At what rate does Google Pub/Sub deliver messages to a listener?

Hello,

I am trying to understand the policy Google Pub/Sub uses to deliver messages to a listener.

- is each message delivered as soon as it becomes available or is there any kind of batching? how to control the settings?

- does the answer change if we are using a pub/sub listener directly vs. a push subscription to a Spring (Java) service?

- let's say there is a topic and it has 1000 messages. When I add a new subscription, will I get the messages that were there in the topic before my subscription was created?

- there could be millions of messages accumulated before I added my subscription. Is there some setting to control the window of past messages? Past messages = messages before subscription was added

- will the past messages be delivered all at once in a burst or is there some policy controlling the rate of delivery?

- again, do the answers change if using a listener directly vs. push subscription to Spring Java service.

Sorry if this is documented somewhere but I could not find it.

Thanks!

Solved Solved
0 3 2,120
1 ACCEPTED SOLUTION

Hello Morpheus,

  • Technically, it depends on the type of subscription you build. For Push subscriptions including BigQuery Subscription, messages are pushed as soon as they arrive. For Pull subscriptions, they subscriber/listener needs to request the messages. If you are using Dataflow with Pull subscription then they are streamed/requested immediately. So in essence is you are using the in-built Google subscriptions, they are all "real-time". I have tested this with timestamps and the difference is barely in milliseconds.
  • If you are using an external process to retrieve messages via a Pull subscription, then it depends on your app to make the requests as frequently as you want. For Push, again Pub/Sub will send immediately. If there are rate limits in your app or destination or there are network delays, you can control how to retry when you create the subscription at the bottom: Retry Immediately OR Retry with Exponential Backoff.
  • Whether messages will be store or not depends on a setting when you are creating the topic.: "Enable message retention" You can choose from minutes to days. Max is 7 days. If this is not enabled when you created the topic, the messages are lost. If you have a subscription attached to the topic then the subscription also has a message retention setting which can go up to 7 days as well. Usually when creating s subscription, the default setting enables the retention, the topic does not.
  • Past messages will be attempted more or less all at once but if it gets pushback it will depend on the retry policy you have setup above. 
  • Again it depends on the subscription. If Pull, your app decides.
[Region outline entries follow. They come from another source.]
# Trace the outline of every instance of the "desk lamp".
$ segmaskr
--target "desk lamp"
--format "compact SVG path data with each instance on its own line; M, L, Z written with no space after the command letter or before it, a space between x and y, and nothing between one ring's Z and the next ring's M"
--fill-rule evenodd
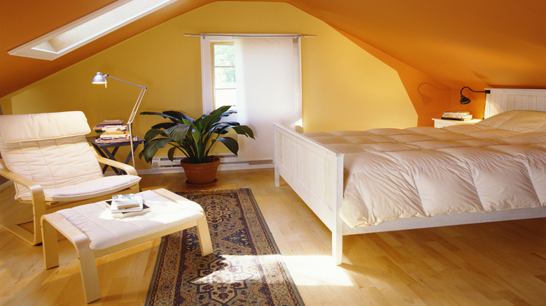
M113 77L110 75L107 74L102 74L99 72L97 72L94 77L93 77L93 80L91 81L92 84L104 84L104 87L106 87L106 78L111 78L114 80L118 80L118 81L121 81L127 84L130 84L133 86L136 86L137 87L140 87L140 94L139 94L139 97L136 99L136 103L134 103L134 106L133 106L133 110L131 112L131 115L129 117L129 120L127 122L127 125L129 126L129 137L131 139L131 158L133 161L133 167L135 167L136 166L134 164L134 149L133 149L133 120L134 119L134 116L136 115L136 111L139 110L139 107L140 106L140 103L142 101L142 97L144 96L144 93L146 92L146 86L141 86L137 85L136 84L132 83L130 82L127 82L124 80L118 79L118 78Z

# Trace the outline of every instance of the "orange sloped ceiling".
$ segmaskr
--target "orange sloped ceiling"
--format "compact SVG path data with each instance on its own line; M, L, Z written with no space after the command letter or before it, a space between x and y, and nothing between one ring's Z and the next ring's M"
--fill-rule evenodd
M3 1L0 97L213 1L179 0L52 61L7 53L112 2ZM546 18L542 16L546 1L542 0L284 2L362 42L361 47L380 50L456 94L463 86L475 90L486 87L546 87Z

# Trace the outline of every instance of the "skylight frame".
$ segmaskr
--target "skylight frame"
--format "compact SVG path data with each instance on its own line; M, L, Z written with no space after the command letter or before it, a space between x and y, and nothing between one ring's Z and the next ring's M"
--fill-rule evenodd
M52 61L177 0L118 0L8 51Z

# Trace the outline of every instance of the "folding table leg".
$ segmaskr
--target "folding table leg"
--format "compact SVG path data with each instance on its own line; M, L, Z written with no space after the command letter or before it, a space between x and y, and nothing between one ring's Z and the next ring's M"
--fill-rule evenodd
M201 248L201 255L205 256L212 253L212 242L211 233L209 232L209 224L206 223L205 216L199 218L197 221L197 237L199 237L199 246Z
M59 265L59 247L57 242L57 228L50 223L47 216L42 217L42 249L46 269Z

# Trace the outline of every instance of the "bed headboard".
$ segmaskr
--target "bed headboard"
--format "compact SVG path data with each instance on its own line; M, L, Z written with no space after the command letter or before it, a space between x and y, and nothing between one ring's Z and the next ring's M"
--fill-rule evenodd
M546 89L486 88L485 117L509 110L546 112Z

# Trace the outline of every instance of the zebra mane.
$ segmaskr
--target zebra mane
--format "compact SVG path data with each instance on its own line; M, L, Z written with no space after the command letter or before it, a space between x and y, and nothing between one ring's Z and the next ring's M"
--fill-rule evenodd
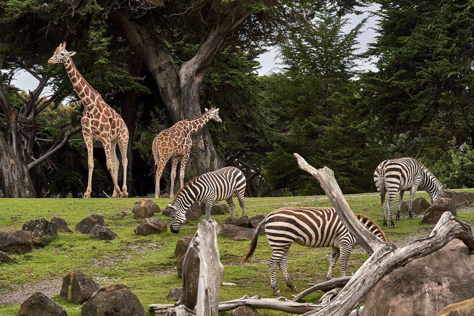
M354 215L356 215L356 217L357 218L357 219L360 221L361 223L367 227L367 229L370 231L371 233L383 241L387 241L387 238L385 237L385 234L383 234L383 232L382 231L380 227L375 224L375 222L372 218L362 214L356 214Z

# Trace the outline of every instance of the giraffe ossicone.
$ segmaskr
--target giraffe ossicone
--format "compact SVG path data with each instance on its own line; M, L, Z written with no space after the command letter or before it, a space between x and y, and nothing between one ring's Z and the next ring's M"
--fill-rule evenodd
M92 173L94 169L92 142L100 141L105 151L107 169L114 182L112 198L127 198L127 150L128 144L128 130L125 122L115 110L105 103L100 94L96 91L79 73L71 56L75 52L66 50L66 43L59 44L48 63L64 63L74 90L84 105L84 114L81 120L84 141L87 146L89 179L84 199L91 197L92 191ZM118 159L115 153L117 144L122 155L123 167L123 184L122 190L117 182Z
M192 141L191 135L201 129L210 120L222 123L219 117L219 109L211 107L205 109L204 113L193 119L185 119L178 122L172 126L161 132L153 140L152 150L155 159L155 197L160 198L160 179L166 163L171 158L171 188L170 198L174 196L174 179L178 160L181 158L180 167L180 188L184 181L184 168L189 158Z

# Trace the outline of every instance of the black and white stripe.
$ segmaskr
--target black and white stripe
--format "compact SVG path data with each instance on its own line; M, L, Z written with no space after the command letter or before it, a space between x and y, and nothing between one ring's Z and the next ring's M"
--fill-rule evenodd
M395 223L392 214L392 207L395 201L397 191L399 191L398 208L395 219L400 219L400 207L403 199L405 191L410 189L410 200L408 206L408 217L413 217L411 207L413 206L415 193L420 186L425 189L430 196L430 201L433 203L440 198L444 196L443 189L446 186L441 182L426 167L410 158L389 159L382 162L374 174L377 190L380 194L381 203L383 211L383 226L387 226L385 217L385 193L388 193L387 208L388 208L390 226L394 227Z
M236 205L232 199L235 192L245 216L244 194L246 181L243 172L235 167L227 167L204 173L189 181L176 193L174 199L166 207L171 210L170 229L179 233L186 221L186 211L196 201L206 205L206 220L210 220L212 202L226 200L233 217Z
M361 214L354 214L367 228L376 236L386 241L385 235L374 221ZM288 250L293 242L312 248L332 247L329 271L326 278L332 278L332 271L339 255L341 275L346 275L349 255L357 244L347 228L342 225L332 208L283 208L272 212L259 224L250 248L244 262L250 259L257 246L258 230L265 225L265 232L273 250L268 262L271 284L275 295L280 295L276 284L276 268L280 267L286 285L296 292L287 271Z

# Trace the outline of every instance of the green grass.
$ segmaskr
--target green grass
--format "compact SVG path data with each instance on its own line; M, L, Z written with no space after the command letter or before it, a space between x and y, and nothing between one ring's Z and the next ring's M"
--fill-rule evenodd
M346 198L352 210L374 219L382 226L382 211L378 195L349 195ZM428 198L426 193L417 194ZM405 199L408 197L405 197ZM153 199L162 208L170 199ZM128 287L137 295L146 310L150 304L173 303L167 298L170 288L181 286L181 279L174 273L177 261L173 258L176 242L182 236L192 237L199 221L186 223L178 234L168 230L161 234L139 236L133 229L142 221L135 219L130 213L135 199L0 199L0 231L21 229L26 221L39 217L48 220L55 215L66 220L70 228L92 213L103 215L106 224L118 235L110 243L91 239L88 235L77 233L59 233L48 246L35 248L29 253L15 254L12 257L19 264L0 265L0 294L20 288L24 284L35 284L61 277L73 270L80 271L98 280L101 285L120 283ZM236 201L237 203L237 201ZM266 214L285 206L330 206L325 196L290 197L246 199L249 217ZM238 205L238 204L237 204ZM236 210L238 215L240 208ZM122 216L126 212L127 215ZM169 223L169 218L156 214ZM222 224L227 215L213 216ZM474 213L460 213L457 217L471 226L474 225ZM203 217L202 218L203 218ZM202 219L201 218L201 219ZM395 228L383 227L389 241L406 243L429 235L434 225L421 225L421 218L409 219L402 214L396 221ZM271 298L267 262L271 250L264 235L259 238L258 244L252 260L242 264L250 241L235 242L223 237L219 233L218 242L220 259L224 265L223 281L236 283L237 286L222 286L220 300L240 298L245 294L259 294ZM360 246L358 246L360 247ZM368 257L361 249L351 254L347 272L355 272ZM290 250L288 271L294 285L301 290L309 283L325 280L329 264L329 248L310 249L294 244ZM339 275L339 267L333 276ZM277 281L282 295L291 299L291 295L279 273ZM308 296L305 301L316 301L321 292ZM81 315L80 306L62 299L55 295L52 299L64 307L68 315ZM0 316L16 314L19 306L0 306ZM266 315L285 313L263 311ZM150 314L151 315L151 314Z

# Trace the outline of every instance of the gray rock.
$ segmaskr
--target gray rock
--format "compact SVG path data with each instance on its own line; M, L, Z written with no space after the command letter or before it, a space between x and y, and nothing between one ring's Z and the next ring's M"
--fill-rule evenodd
M232 217L227 217L224 223L228 225L235 225L240 227L248 227L248 217L241 216L237 218L232 218Z
M0 250L13 253L28 253L33 248L31 233L19 229L0 233Z
M31 233L33 245L38 247L47 245L53 238L58 235L56 223L45 218L25 222L22 229Z
M474 297L473 284L473 254L454 239L386 275L365 297L360 315L436 315L448 304Z
M421 220L421 224L436 224L445 212L450 212L453 215L456 216L456 206L450 199L438 199L428 208Z
M51 218L51 221L56 223L57 231L61 233L72 233L73 231L67 226L66 221L60 217L54 217Z
M146 198L136 201L132 211L133 217L135 218L147 218L152 217L155 213L161 211L156 203Z
M182 293L182 289L175 287L170 289L168 292L168 298L177 301L181 297L181 293Z
M117 234L105 226L100 225L96 225L92 227L89 235L91 238L100 240L113 240L118 237Z
M235 225L222 225L222 235L236 241L250 240L254 237L256 230Z
M211 215L220 215L221 214L228 214L230 213L229 206L226 203L212 202L212 208L210 210ZM206 205L201 203L201 214L206 215Z
M82 305L86 316L146 316L137 296L123 284L114 284L95 292Z
M150 234L160 234L168 228L166 222L158 217L145 218L143 223L133 230L135 234L146 236Z
M97 214L91 214L76 224L75 229L81 234L90 234L91 230L96 225L105 226L104 217Z
M36 292L21 304L17 316L67 316L64 308Z
M74 271L63 278L63 286L59 295L66 301L82 304L100 288L94 280L82 272Z
M174 248L174 258L179 259L186 254L191 242L191 238L189 237L182 237L178 239Z
M0 251L0 263L18 263L18 262L3 251Z

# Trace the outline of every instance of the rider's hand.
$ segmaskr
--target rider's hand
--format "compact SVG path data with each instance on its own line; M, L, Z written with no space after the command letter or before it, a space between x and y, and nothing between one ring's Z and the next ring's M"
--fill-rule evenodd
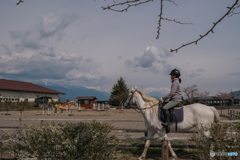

If Push "Release the Kraken" immediately.

A lot of this is documented in little help snippets when you try to create a topic or subscription. The rest is from Google's documentation here: 
https://cloud.google.com/pubsub/docs/subscriber

Regards.

View solution in original post

3 REPLIES 3

Hello Morpheus,

  • Technically, it depends on the type of subscription you build. For Push subscriptions including BigQuery Subscription, messages are pushed as soon as they arrive. For Pull subscriptions, they subscriber/listener needs to request the messages. If you are using Dataflow with Pull subscription then they are streamed/requested immediately. So in essence is you are using the in-built Google subscriptions, they are all "real-time". I have tested this with timestamps and the difference is barely in milliseconds.
  • If you are using an external process to retrieve messages via a Pull subscription, then it depends on your app to make the requests as frequently as you want. For Push, again Pub/Sub will send immediately. If there are rate limits in your app or destination or there are network delays, you can control how to retry when you create the subscription at the bottom: Retry Immediately OR Retry with Exponential Backoff.
  • Whether messages will be store or not depends on a setting when you are creating the topic.: "Enable message retention" You can choose from minutes to days. Max is 7 days. If this is not enabled when you created the topic, the messages are lost. If you have a subscription attached to the topic then the subscription also has a message retention setting which can go up to 7 days as well. Usually when creating s subscription, the default setting enables the retention, the topic does not.
  • Past messages will be attempted more or less all at once but if it gets pushback it will depend on the retry policy you have setup above. 
  • Again it depends on the subscription. If Pull, your app decides. If Push "Release the Kraken" immediately.

A lot of this is documented in little help snippets when you try to create a topic or subscription. The rest is from Google's documentation here: 
https://cloud.google.com/pubsub/docs/subscriber

Regards.

Regarding your questions about messages that pre-date the subscription creation, quoting from the doc at https://cloud.google.com/pubsub/docs/subscriber#what-subscription:

"Only messages published to the topic after the subscription is created are available to subscriber clients. However, you can also enable topic retention to allow a subscription attached to the topic to seek back in time and replay previously published messages." 

Thanks a lot to both of you. Happy to receive more replies and insights into this complex topic.